Urothelial carcinoma (UC) is the most common type of bladder cancer, accounting for approximately 90% of bladder cancer cases. Nearly half of patients with advanced UC are ineligible for cisplatin-based chemotherapy, often resulting in limited treatment options and a poor prognosis. Recently, the U.S. FDA approved an expanded indication for the ADC drug Padcev: for the treatment of adult patients with locally advanced or metastatic UC who are ineligible for cisplatin-based chemotherapy and have received one or more prior lines of therapy.
Padcev international research data changed Padcev from accelerated approval to routine approval, and the approval of Padcev for expanded indications was based on 2 supplementary biological product license applications (sBLA). These sblas were approved under the U.S. FDA's real-Time Oncology review (RTOR) pilot project.
The sBLA supporting the routine approval of Padcev is based on data from the global phase 3 EV-301 confirmatory trial. This trial was conducted in adult patients with locally advanced or metastatic urothelial carcinoma who had previously received platinum-based chemotherapy and a PD-1/L1 inhibitor, comparing Padcev to chemotherapy. Results showed that, with a median follow-up of 11.1 months, the Padcev group had significantly longer overall survival (median OS: 12.88 months vs 8.97 months; HR=0.70; 95% CI: 0.56, 0.89; p=0.001) and significantly longer progression-free survival (median PFS: 5.55 months vs 3.71 months; HR=0.62, 0.001) compared to the chemotherapy group.
With the transition of Padcev from accelerated approval to routine approval, when treating advanced UC patients who have received platinum-containing chemotherapy and immunotherapy in the past, clinicians now have for the first time a treatment method that has been proven to have a total survival (OS) advantage over chemotherapy.

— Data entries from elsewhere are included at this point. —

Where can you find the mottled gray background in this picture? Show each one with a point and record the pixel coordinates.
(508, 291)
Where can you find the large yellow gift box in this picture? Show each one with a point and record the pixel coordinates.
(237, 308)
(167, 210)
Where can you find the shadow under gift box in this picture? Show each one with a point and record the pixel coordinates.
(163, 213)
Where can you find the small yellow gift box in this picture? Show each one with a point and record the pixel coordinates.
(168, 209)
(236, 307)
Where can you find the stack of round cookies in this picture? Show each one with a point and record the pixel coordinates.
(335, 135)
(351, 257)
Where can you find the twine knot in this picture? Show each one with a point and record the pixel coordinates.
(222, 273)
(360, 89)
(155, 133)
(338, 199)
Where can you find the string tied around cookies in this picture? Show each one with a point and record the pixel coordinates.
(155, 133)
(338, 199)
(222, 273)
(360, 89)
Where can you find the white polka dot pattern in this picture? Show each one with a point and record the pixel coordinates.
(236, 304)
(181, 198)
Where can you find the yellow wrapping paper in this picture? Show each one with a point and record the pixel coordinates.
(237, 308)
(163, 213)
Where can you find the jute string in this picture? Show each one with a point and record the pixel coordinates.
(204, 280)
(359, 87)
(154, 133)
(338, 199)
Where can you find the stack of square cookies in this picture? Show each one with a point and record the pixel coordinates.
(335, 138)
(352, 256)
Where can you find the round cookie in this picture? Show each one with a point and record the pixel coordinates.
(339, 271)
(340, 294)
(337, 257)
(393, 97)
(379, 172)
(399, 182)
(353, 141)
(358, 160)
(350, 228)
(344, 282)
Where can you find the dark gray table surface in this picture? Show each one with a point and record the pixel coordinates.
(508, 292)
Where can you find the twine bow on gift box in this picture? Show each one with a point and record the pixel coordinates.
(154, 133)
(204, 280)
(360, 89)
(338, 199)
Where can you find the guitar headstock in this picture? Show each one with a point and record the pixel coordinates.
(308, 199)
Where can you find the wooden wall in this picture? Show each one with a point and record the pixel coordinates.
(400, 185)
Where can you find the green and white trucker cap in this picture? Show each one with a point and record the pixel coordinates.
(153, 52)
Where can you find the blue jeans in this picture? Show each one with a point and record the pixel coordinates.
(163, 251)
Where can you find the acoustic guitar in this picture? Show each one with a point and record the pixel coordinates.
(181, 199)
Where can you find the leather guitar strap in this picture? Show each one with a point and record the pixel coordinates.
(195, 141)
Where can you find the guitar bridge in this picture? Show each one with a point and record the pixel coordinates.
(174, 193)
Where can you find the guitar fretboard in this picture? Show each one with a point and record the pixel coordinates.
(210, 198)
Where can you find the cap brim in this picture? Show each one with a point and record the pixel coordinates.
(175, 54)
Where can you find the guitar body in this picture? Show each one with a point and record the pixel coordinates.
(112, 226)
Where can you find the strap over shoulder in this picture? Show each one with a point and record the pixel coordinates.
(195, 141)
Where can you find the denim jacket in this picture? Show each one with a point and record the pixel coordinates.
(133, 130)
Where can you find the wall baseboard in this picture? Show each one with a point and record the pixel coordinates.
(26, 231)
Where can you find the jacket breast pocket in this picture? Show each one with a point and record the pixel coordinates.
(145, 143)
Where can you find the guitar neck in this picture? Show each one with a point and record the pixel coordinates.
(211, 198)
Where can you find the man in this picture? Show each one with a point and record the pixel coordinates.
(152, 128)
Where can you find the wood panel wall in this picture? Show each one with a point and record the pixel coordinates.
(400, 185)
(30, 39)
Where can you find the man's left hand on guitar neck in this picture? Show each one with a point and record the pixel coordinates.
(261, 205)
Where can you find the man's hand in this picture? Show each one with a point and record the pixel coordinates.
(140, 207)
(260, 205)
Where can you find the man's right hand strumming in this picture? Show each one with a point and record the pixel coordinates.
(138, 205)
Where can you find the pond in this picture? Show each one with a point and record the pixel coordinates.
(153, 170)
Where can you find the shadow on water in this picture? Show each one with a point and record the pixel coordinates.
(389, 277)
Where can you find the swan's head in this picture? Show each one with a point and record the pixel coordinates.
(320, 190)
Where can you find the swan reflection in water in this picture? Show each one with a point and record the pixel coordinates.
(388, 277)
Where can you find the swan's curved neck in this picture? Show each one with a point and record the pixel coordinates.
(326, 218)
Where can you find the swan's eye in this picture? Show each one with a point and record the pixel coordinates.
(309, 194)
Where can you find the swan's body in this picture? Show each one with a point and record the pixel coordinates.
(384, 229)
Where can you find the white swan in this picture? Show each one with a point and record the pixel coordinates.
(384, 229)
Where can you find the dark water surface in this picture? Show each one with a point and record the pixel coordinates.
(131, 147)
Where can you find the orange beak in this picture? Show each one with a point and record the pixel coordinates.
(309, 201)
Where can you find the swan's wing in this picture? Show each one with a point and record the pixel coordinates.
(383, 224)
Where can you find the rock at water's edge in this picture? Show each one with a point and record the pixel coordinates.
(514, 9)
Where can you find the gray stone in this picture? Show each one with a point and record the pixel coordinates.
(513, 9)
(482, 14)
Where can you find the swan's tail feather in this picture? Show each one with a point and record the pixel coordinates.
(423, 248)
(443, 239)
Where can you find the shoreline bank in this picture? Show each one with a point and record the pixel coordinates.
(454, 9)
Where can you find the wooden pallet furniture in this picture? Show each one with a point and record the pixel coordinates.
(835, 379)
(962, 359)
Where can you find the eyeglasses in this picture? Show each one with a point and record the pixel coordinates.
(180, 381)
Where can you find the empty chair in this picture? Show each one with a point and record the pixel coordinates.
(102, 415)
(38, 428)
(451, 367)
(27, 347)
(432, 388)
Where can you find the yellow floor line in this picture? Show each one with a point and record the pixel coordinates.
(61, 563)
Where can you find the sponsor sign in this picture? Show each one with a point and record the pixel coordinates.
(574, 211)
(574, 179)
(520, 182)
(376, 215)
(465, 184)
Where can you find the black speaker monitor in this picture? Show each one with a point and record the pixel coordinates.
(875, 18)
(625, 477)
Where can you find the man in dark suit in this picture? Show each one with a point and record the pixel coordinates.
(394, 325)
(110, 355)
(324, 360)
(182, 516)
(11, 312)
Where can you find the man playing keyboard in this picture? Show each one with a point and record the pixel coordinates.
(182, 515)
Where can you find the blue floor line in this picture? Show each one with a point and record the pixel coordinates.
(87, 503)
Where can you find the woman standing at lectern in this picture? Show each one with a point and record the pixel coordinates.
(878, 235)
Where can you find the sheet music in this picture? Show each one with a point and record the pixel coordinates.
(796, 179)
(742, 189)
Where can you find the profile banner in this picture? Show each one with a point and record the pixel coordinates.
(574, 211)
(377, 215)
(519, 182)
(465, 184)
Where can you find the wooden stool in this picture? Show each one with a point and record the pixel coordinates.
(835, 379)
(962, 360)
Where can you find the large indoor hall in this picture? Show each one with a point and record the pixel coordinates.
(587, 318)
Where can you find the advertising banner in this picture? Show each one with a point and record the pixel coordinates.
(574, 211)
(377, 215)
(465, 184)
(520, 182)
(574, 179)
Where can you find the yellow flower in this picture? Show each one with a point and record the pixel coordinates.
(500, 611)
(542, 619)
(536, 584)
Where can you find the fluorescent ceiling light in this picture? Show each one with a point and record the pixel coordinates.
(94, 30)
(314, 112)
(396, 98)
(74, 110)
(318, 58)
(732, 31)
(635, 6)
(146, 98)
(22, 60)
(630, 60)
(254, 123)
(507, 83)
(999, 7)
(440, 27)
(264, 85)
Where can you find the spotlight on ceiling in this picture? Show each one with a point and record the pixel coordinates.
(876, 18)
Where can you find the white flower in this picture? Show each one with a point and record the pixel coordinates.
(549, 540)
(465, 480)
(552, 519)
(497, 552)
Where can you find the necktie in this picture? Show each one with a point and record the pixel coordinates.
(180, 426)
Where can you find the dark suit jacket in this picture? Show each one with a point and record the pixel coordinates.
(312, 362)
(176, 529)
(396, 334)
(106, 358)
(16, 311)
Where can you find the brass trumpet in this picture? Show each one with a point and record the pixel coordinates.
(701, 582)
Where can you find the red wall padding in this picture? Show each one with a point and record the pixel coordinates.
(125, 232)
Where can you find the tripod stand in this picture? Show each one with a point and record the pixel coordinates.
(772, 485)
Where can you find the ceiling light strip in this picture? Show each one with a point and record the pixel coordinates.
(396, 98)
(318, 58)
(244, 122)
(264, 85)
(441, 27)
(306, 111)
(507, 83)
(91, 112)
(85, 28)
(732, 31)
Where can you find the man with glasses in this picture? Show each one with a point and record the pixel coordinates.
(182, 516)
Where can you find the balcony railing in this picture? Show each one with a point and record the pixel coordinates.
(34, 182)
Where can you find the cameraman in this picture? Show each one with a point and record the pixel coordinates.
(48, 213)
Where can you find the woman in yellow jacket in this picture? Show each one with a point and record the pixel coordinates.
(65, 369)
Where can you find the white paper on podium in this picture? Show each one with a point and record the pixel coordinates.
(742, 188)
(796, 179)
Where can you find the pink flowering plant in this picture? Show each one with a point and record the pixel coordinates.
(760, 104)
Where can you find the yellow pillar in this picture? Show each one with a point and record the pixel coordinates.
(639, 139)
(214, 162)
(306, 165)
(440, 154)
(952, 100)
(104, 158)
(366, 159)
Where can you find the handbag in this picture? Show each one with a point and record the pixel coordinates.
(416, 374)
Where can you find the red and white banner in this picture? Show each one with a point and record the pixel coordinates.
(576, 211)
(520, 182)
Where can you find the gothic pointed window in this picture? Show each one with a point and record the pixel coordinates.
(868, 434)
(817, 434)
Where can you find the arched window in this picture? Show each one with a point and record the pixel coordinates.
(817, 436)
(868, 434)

The sBLA supporting the expansion of Padcev's indications is based on the results of the pivotal phase 2 EV-201 trial, column 2. Column 2 was conducted in patients with locally advanced or metastatic urothelial carcinoma who had previously received one PD-1/L1 inhibitor, had not received platinum-based chemotherapy, and were ineligible for cisplatin-based chemotherapy. Results showed that after a median follow-up of 16 months, the confirmed objective response rate (ORR) in patients treated with Padcev was 51% (95% CI: 39.8, 61.3), with a complete response rate (CR) of 20%; the median duration of response (mDOR) was 10.9 months; the median progression-free survival (mPFS) and median overall survival (mOS) were 5.8 months and 14.7 months, respectively.
Padcev drug introduction
Drug name: Enfortumab vedotin
Product name: Padcev
Manufacturer: Astellas Pharma
Consultant: United Cancer Centre of Hong Kong
Padcev is a first-in-class antibody-drug conjugate (ADC) targeting a cell surface protein highly expressed in bladder cancer. The drug is composed of enfortumab, a human IgG1 monoclonal antibody targeting Nectin-4, conjugated to the cytotoxic agent MMAE (monomethyl auristatin E, a microtubule disruptor). Nectin-4 is a therapeutic target highly expressed in various solid tumors, including urothelial carcinoma. In December 2019, Padcev received accelerated approval from the U.S. FDA for the treatment of patients with locally advanced or metastatic urothelial carcinoma.
Warm reminder: Padcev is the first ADC drug approved for the treatment of urothelial cancer, and it is also the first drug approved for patients with locally advanced or metastatic UC who have previously received platinum-containing chemotherapy and a PD-1 or PD-L1 inhibitor.